Combination prevention relies on several factors:
(1) Frequent testing
This includes testing at sexual health clinics, in the community, and testing at home. A quick diagnosis means fast access to treatment. Starting treatment sooner rather than later is better for your long-term health. Frequent repeat testing is recommended.
(2) Treatment as prevention (TasP)
If you test HIV positive, some forms of HIV testing need to be confirmed. These tests might show a ‘reactive result’. This means that you are probably HIV positive, but another, different, test is needed to be sure. Between the time of the reactive test and the results of the second test, suitable professional and peer support should be available. Peer support means talking with someone else who lives with HIV. This can be very helpful and reassuring.
If you are HIV positive, then HIV treatment called antiretroviral treatment (ART) should be started as soon as you’re ready. Early ART is the best option for your long-term health.
ART reduces the amount of virus in your blood. Once this level is undetectable, HIV cannot be transmitted to your sexual partners, even if you don’t use condoms. This is called ‘Undetectable equals Untransmittable’, or U=U. Starting treatment sooner rather than later reduces the chance of passing HIV to a sexual partner. This is referred to as ‘treatment as prevention’ (TasP).
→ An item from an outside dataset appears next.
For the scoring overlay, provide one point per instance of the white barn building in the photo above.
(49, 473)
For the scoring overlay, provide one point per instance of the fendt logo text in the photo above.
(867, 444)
(3) PrEP (pre-exposure prophylaxis)
PrEP is ART that is used by people who are HIV negative to stop them getting HIV. At present, it usually involves taking drugs on a daily basis. PrEP is dramatically effective for HIV prevention. It’s freely available in Scotland, Wales and Northern Ireland, and as of October 2020, also in England. PrEP users in England are being switched from an NHS trial to full access from the NHS. Advice on PrEP can be found on community websites such as HIV i-Base (http://i-base.info) or iwantprepnow.co.uk.
Together, these factors have helped to reduce the number of new cases of HIV. That’s why it’s called combination prevention.
Everyone having sex should be made aware of, and have access to, a complete package of HIV prevention options. This should include using condoms, access to free and repeat HIV testing, and sexual health screening. It could also include using HIV drugs called ARVs for PrEP or TasP, as required. Note that PrEP and TasP protect against HIV, but not other sexually transmitted infections (STIs). This is discussed more in Standard 5 (Sexual and reproductive health).